I was once again tripping over backpacks and bodies on the floor doing homework in the hallway of our house. The summer clothes had been put away. The coats and sweaters had been taken out and eagerly donned. The leaves on the trees were turning crisp colors of bright red, orange and yellow. The ground was growing cold. It was October—just six months ago. And that is when I decided to plant the daffodil bulbs that I had purchased in the grocery store soon after they had caught my eye while I was standing in the checkout line.
After a search for gardening tools in our garage, I got down on my knees with tools and bulbs and started digging in the dirt. Digging six inches deep and carefully covering each bulb, I was reminded that planting is messy business. By the time the planting was done, the bulbs were not the only thing covered with dirt. So was I. Yet a feeling of optimism and hope washed over me.
Spring arrived sooner than I could have imagined (where did those six months go?) and I was not disappointed. The bulbs that had been planted last fall did indeed bloom beautifully this March.
These yellow flowers resemble happy faces smiling brightly and trumpeting the start of spring. But they are not just pretty. They are tough. They made it through the winter no worse for the wear. We cannot plant most of our spring flowers until we know that the last frost is over. But a little frost doesn’t phase the daffodils. They’ve been through colder things than frost. They’ve been through the harshness of the winter.

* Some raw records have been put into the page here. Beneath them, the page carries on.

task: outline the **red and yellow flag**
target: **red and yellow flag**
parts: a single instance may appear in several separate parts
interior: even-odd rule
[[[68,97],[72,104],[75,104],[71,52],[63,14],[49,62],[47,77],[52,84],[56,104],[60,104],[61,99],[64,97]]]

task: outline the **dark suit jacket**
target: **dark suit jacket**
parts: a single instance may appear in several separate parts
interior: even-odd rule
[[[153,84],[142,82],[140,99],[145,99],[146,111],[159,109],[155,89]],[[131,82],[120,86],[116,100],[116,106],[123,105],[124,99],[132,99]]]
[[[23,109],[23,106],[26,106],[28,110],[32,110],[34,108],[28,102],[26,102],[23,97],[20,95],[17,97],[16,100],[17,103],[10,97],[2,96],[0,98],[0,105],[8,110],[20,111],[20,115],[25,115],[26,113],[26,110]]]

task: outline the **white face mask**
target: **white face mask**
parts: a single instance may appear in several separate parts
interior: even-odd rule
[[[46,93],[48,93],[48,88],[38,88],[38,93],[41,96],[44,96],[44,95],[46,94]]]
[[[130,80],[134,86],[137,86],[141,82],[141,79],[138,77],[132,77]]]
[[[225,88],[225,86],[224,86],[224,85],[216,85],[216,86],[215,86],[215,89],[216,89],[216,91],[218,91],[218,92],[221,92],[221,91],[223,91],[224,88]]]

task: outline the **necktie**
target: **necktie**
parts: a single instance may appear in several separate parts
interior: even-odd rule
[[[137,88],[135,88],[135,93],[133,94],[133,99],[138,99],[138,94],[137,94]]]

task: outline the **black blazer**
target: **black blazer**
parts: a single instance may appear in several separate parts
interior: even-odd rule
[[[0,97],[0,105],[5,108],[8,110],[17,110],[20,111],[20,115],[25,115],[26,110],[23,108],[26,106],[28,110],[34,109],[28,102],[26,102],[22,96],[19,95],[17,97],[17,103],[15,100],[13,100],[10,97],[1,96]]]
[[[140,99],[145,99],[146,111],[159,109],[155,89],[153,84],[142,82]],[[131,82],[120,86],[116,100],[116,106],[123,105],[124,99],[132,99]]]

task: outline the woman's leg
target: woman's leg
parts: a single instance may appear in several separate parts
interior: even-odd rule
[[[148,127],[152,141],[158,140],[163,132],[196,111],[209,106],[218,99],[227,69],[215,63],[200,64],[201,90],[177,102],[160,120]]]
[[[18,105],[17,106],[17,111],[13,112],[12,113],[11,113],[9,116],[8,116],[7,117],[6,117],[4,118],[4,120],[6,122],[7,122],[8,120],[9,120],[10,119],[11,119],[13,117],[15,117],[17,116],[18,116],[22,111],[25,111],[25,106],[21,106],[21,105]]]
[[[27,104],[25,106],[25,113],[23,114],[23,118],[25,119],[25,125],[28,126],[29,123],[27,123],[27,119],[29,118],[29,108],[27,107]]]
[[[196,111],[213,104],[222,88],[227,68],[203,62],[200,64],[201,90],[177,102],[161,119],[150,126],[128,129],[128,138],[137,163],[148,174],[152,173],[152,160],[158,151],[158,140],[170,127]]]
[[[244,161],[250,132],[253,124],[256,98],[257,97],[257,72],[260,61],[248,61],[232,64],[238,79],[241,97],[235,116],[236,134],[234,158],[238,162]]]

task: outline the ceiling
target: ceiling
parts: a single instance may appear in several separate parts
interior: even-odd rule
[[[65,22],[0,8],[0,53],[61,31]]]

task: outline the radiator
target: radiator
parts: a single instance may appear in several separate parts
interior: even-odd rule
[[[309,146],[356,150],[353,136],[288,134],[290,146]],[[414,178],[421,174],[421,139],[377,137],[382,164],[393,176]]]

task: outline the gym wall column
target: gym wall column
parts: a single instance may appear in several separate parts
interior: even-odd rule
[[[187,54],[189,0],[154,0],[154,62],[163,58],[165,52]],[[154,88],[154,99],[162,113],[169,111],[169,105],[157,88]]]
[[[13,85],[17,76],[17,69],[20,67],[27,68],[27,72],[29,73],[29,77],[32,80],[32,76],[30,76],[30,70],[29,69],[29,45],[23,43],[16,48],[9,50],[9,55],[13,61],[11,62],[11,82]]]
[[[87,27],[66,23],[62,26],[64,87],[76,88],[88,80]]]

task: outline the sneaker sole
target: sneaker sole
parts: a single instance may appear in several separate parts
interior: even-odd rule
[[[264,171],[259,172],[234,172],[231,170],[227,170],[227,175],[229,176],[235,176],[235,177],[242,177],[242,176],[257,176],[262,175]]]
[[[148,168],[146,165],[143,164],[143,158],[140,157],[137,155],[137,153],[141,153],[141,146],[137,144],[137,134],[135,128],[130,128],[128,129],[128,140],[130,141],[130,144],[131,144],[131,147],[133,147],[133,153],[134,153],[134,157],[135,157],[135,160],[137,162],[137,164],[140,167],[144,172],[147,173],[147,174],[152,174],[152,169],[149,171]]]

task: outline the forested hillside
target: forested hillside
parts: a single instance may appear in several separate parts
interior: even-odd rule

Daffodils are planted right before a frozen death comes to the earth for many months. For this reason, they must be planted with hope. It is easy to hope in the marigolds and zinnias our family routinely plants every spring just outside our front door. They will grow and flourish with a little soil and within a few weeks of a little water and a little sun.
But how does one have hope in flowers one may not see for six months, knowing that snow, ice and brutal cold lie between the planting and the reaping? Yet the daffodils are among the first of all the flowers to rush to greet us in the spring. Daffodils demand only that we plant them in hope. Planting in hope reminds us to pray in hope, as the Holy Spirit teaches us to do.
“The Holy Spirit… teaches us to pray in hope” says the Catechism (CCC 2657). What can we do if we have not one stitch of hope? We can pray for hope. One cannot expect to grow in hope without prayer any more than one can expect a blooming daffodil to surface when one did not bother first in the fall to plant the bulb. We are nourished in hope on our walk through this life with the Lord not just through the liturgy and other prayers of the Church, but also through our own personal prayers to God. As the Catechism reminds us “…the prayers of the Church and personal prayer nourish hope in us” (CCC 2657).
Our God is God of hope. It is only through prayer and the Holy Spirit that, despite our wretched circumstances or the wretched circumstances of those around us, we can abound joyfully and peacefully in hope. It was St. Paul who prayed: “May the God of hope fill you with all joy and peace in believing, so that by the power of the Holy Spirit you may abound in hope” (Romans 15:13).
Everywhere we look, souls are carrying seemingly hopeless crosses. There are souls struck down by cancer. There are people imprisoned. There are families torn apart by war, separation or divorce. There are parents enslaved by addictions to alcohol, drugs or gambling. There are orphaned children, fatherless children and children who have gone astray. There are scandals, apostasies and liturgical abuses in our own Catholic Church. It might be easy to despair.
But as Christians we need not despair. Rather we “boast of our afflictions, knowing that affliction produces endurance, and endurance proven character, and proven character, hope, and hope does not disappoint…” (Romans 5:5). We can remember that there is no winter so brutally cold, no situation so wretchedly impossible, that God cannot triumph in it. When the harsh winters of our lives approach, we can think of the triumph of our Lord and in our prayers plant daffodils of hope. And then we can patiently wait for them to bloom remembering that “hope does not disappoint.”